I can read and I do understand that he contacted the owner, however, as the title of this post says, he did not contact the rescue. So why change it? I think the rescue waited for quite some time for him to respond before posting the dog in the Pedigree database. 

I don't need an explanation and people who read the posts on both boards are free to form their opinions about the individuals involved.

There is no need to sweep under the rug that expensive dogs from good breeding end up in rescue and how these things happen. This is an excellent example.


----------



## JeanKBBMMMAAN

I don't know that the new admin of the board owner gets all mod notices-not sure what the new admin comment meant, but I am sure if you PM him he will get back to you. 

I only get the notices for the forums I moderate. ETA-this not being one of them. 

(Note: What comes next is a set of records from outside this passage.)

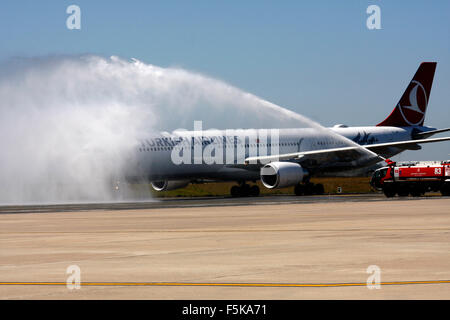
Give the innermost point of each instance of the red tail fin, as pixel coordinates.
(411, 109)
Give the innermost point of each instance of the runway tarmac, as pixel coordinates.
(276, 247)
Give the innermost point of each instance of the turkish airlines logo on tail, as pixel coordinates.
(413, 111)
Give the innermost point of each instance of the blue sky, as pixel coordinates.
(314, 57)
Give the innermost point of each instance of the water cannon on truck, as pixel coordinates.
(413, 178)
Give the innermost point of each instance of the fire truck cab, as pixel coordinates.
(413, 178)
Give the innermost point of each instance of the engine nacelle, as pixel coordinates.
(166, 185)
(282, 174)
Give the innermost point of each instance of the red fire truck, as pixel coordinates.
(414, 178)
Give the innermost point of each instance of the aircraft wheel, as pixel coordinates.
(235, 191)
(299, 189)
(319, 189)
(309, 189)
(254, 191)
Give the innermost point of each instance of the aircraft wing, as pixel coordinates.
(351, 153)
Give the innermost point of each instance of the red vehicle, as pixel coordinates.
(412, 179)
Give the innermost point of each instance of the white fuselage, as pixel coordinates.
(219, 155)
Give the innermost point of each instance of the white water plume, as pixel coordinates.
(69, 123)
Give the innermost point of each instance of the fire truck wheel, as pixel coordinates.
(416, 192)
(445, 190)
(389, 192)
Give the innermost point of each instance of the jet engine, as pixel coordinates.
(282, 174)
(166, 185)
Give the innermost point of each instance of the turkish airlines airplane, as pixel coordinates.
(286, 157)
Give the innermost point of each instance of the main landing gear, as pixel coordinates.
(244, 190)
(308, 189)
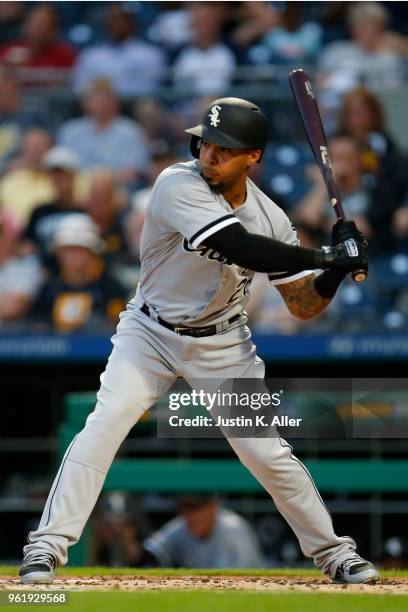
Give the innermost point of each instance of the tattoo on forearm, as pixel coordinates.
(302, 299)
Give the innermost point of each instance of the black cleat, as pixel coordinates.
(38, 569)
(355, 570)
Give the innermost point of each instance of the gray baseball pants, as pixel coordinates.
(145, 360)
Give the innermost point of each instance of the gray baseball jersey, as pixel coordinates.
(183, 281)
(232, 543)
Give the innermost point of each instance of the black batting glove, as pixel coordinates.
(346, 230)
(347, 256)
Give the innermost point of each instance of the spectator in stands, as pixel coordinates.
(20, 277)
(254, 21)
(162, 158)
(39, 54)
(399, 226)
(384, 166)
(171, 27)
(119, 530)
(372, 56)
(27, 184)
(204, 535)
(104, 138)
(14, 118)
(106, 205)
(11, 14)
(82, 293)
(156, 121)
(291, 40)
(63, 166)
(314, 209)
(134, 67)
(206, 66)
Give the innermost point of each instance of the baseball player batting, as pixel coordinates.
(208, 228)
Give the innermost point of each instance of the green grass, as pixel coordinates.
(12, 570)
(235, 601)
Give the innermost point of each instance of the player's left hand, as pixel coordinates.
(346, 230)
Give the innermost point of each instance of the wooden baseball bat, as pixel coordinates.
(312, 122)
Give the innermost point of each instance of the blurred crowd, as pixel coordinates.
(125, 80)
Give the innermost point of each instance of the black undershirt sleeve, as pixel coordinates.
(262, 254)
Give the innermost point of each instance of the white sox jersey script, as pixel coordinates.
(184, 282)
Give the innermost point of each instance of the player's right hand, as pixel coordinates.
(347, 256)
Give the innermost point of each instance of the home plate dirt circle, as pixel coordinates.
(224, 583)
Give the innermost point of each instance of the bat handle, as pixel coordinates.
(359, 276)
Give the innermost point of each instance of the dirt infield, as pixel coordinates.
(224, 583)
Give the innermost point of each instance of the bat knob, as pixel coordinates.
(359, 276)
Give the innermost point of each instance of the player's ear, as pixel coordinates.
(254, 156)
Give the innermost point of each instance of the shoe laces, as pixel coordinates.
(350, 561)
(41, 558)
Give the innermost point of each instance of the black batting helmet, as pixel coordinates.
(232, 123)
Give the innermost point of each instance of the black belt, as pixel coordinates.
(196, 332)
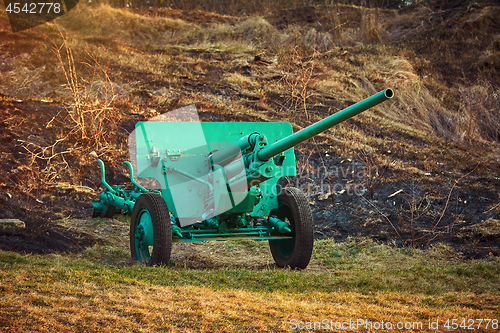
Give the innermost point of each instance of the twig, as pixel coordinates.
(392, 225)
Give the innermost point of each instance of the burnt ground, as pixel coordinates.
(446, 190)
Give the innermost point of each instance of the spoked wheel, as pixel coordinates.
(293, 208)
(150, 230)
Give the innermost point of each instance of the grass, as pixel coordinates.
(351, 280)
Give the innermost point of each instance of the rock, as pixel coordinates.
(11, 224)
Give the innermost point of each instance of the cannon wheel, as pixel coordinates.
(150, 230)
(293, 208)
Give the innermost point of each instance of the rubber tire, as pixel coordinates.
(295, 202)
(162, 229)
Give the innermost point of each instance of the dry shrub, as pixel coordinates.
(370, 27)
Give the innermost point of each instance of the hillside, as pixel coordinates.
(414, 178)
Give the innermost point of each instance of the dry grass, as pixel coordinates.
(46, 294)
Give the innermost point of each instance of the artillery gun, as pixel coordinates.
(217, 181)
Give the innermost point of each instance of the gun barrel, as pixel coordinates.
(290, 141)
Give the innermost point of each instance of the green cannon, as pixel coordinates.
(203, 181)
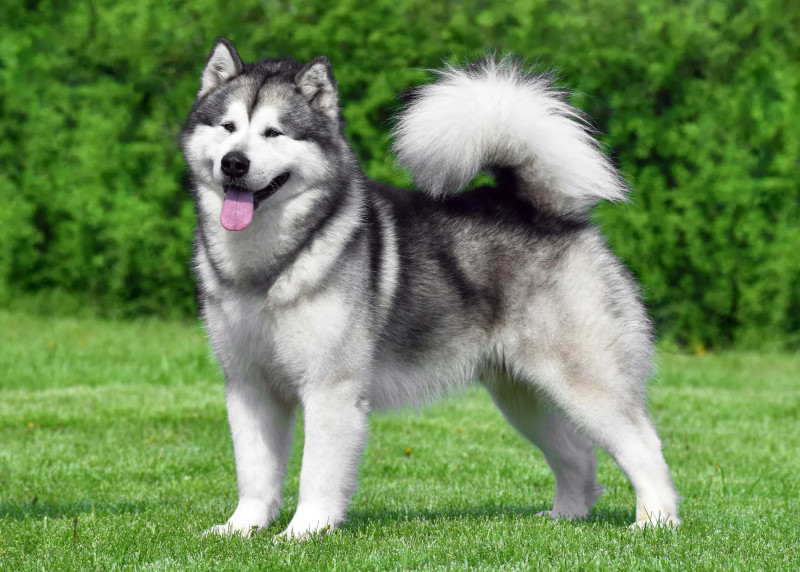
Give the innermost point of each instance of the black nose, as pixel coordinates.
(235, 164)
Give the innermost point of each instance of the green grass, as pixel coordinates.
(115, 453)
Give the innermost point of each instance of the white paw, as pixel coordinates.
(249, 517)
(667, 521)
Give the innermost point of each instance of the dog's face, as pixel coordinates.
(258, 130)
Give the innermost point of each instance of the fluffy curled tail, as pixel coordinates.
(494, 114)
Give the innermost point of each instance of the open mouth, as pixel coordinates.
(239, 203)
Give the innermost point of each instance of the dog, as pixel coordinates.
(322, 289)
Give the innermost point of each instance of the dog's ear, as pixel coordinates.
(223, 64)
(315, 81)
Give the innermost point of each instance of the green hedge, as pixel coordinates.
(699, 101)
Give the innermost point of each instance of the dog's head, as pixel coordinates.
(261, 129)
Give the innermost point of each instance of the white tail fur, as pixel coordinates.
(494, 114)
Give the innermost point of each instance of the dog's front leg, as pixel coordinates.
(335, 417)
(261, 430)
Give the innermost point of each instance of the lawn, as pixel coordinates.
(115, 453)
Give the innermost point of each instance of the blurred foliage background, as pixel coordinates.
(698, 99)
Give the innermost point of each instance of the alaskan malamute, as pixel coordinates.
(325, 290)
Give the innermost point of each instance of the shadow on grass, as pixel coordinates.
(358, 519)
(362, 519)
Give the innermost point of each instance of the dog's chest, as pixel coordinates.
(298, 342)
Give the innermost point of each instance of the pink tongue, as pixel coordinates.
(237, 210)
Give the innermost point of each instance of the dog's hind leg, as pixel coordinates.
(568, 452)
(609, 407)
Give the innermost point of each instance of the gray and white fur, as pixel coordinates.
(341, 295)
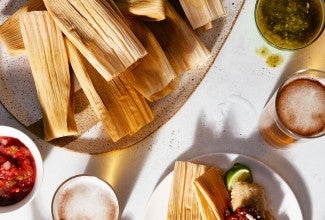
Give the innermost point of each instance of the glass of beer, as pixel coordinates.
(85, 197)
(296, 111)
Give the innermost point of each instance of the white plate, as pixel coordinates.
(281, 200)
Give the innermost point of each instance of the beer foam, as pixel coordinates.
(301, 107)
(85, 198)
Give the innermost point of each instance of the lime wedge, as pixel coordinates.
(238, 173)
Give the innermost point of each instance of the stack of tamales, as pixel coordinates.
(123, 53)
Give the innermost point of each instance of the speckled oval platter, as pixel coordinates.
(18, 94)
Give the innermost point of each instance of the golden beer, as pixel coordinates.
(296, 111)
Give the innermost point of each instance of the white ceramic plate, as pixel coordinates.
(18, 93)
(281, 200)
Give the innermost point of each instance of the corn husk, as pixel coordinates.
(182, 201)
(144, 9)
(212, 194)
(10, 34)
(201, 13)
(182, 46)
(153, 75)
(46, 52)
(118, 106)
(99, 32)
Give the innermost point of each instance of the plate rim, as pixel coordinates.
(233, 157)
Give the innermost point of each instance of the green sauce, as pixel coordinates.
(289, 24)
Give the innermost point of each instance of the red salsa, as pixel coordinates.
(17, 171)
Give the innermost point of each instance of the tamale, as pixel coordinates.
(99, 32)
(182, 46)
(182, 201)
(47, 55)
(118, 106)
(10, 34)
(212, 194)
(153, 74)
(201, 13)
(144, 9)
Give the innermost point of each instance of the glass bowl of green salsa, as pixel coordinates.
(290, 24)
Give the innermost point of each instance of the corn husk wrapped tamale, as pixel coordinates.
(144, 9)
(119, 107)
(212, 194)
(47, 55)
(153, 75)
(201, 13)
(10, 34)
(182, 46)
(99, 32)
(182, 201)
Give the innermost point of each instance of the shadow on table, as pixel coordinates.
(120, 169)
(207, 142)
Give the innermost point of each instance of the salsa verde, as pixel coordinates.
(290, 24)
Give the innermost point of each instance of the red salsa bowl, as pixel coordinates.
(21, 169)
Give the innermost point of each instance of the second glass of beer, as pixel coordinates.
(296, 111)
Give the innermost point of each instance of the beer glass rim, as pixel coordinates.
(291, 77)
(81, 176)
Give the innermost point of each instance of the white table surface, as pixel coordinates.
(220, 116)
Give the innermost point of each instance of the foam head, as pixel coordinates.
(300, 106)
(85, 197)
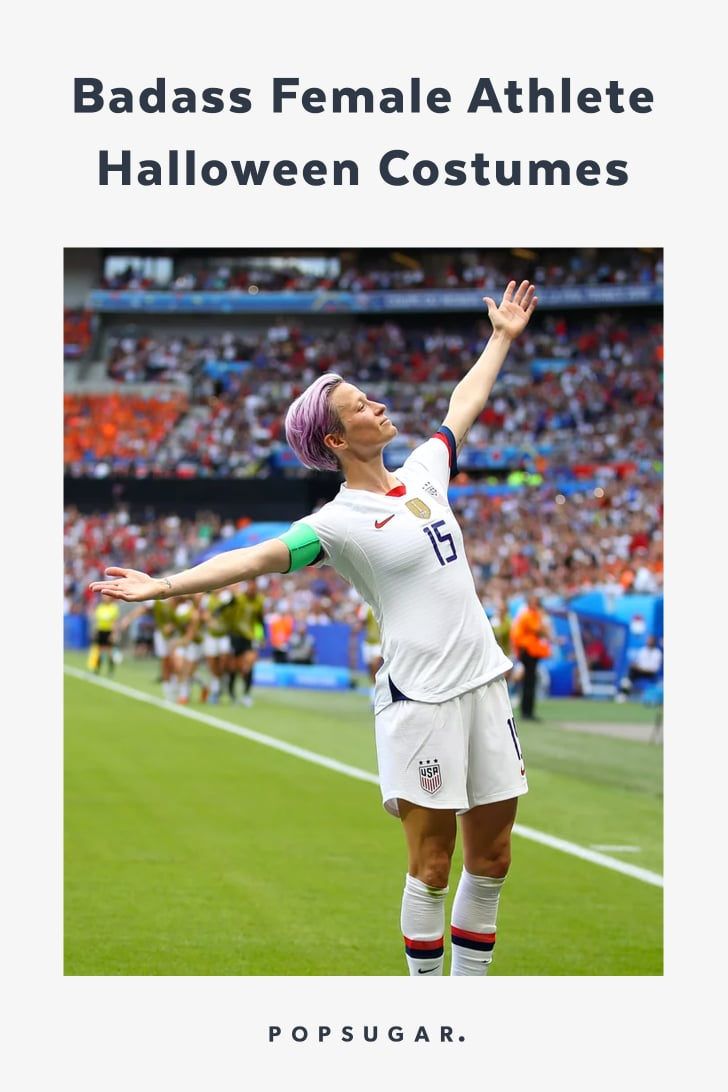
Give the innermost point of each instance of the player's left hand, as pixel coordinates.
(516, 307)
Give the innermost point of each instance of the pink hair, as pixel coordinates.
(311, 417)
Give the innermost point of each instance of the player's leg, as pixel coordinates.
(248, 664)
(486, 833)
(496, 778)
(422, 762)
(430, 837)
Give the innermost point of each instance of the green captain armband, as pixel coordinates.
(305, 546)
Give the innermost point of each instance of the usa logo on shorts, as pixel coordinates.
(430, 776)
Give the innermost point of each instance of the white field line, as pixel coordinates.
(350, 771)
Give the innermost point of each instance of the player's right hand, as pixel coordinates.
(129, 584)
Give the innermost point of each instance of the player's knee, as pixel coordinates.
(434, 869)
(493, 863)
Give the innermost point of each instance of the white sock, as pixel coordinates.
(475, 909)
(424, 926)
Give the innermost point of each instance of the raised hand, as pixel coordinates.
(130, 584)
(516, 307)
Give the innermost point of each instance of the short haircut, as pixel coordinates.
(311, 417)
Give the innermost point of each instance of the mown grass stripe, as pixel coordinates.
(350, 771)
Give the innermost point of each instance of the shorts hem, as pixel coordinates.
(391, 806)
(450, 695)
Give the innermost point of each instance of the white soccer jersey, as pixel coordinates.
(404, 554)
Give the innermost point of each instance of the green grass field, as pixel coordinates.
(193, 851)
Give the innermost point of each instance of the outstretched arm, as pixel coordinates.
(226, 568)
(509, 319)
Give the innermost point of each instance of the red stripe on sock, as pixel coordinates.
(482, 937)
(424, 945)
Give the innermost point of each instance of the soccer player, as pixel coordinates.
(446, 738)
(106, 620)
(186, 648)
(371, 647)
(214, 610)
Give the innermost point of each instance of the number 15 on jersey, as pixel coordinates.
(438, 538)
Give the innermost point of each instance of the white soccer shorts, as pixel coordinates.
(454, 755)
(190, 652)
(216, 645)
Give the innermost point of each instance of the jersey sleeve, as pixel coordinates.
(438, 457)
(313, 541)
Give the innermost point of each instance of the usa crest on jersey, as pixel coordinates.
(430, 775)
(418, 508)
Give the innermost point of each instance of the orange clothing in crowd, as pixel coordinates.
(527, 633)
(279, 627)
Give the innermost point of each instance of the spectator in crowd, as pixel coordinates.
(645, 667)
(529, 639)
(301, 645)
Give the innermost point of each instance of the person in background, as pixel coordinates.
(186, 648)
(529, 639)
(301, 647)
(216, 620)
(281, 628)
(247, 614)
(645, 666)
(105, 622)
(371, 648)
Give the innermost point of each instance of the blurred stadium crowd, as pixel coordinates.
(582, 389)
(569, 498)
(477, 269)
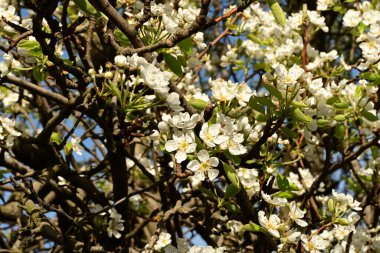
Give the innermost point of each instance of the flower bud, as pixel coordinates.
(108, 75)
(120, 61)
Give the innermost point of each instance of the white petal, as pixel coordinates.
(214, 129)
(301, 223)
(203, 155)
(263, 219)
(213, 161)
(212, 174)
(193, 165)
(191, 148)
(200, 175)
(180, 156)
(274, 232)
(171, 146)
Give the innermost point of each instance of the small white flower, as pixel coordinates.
(272, 224)
(289, 77)
(76, 146)
(233, 144)
(211, 135)
(297, 214)
(183, 143)
(315, 245)
(352, 18)
(223, 91)
(120, 61)
(276, 201)
(115, 225)
(204, 166)
(164, 239)
(174, 102)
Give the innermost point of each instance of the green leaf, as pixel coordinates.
(173, 64)
(290, 133)
(32, 46)
(231, 174)
(282, 182)
(121, 38)
(341, 105)
(369, 116)
(261, 118)
(186, 46)
(340, 117)
(198, 104)
(286, 194)
(263, 101)
(323, 122)
(277, 12)
(253, 227)
(273, 91)
(86, 7)
(255, 39)
(339, 131)
(231, 191)
(332, 100)
(39, 74)
(298, 114)
(299, 104)
(359, 92)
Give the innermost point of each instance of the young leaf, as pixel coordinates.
(253, 227)
(301, 117)
(277, 12)
(87, 8)
(369, 116)
(339, 131)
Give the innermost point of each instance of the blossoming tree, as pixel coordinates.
(189, 126)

I was outside with my dogs and then we napped. ETA-we don't have 24 hour staffing or anything so if you notify once and it doesn't work, notify on another post (since you can't notify on one twice), and then if that doesn't work, start PM-ing. Just want people to have a process. 

I appreciate that Sue was trying to help a dog in need and am glad that he was reached. 

I really cracked up when I read on PDB that because the dog had Manute Boll or whatever bloodlines (okay, I know who the dog is-that is for humorous effect) that he would get adopted right away. I cannot tell you how many times I have gotten emails asking that about a foster!









I will lock this right now.


----------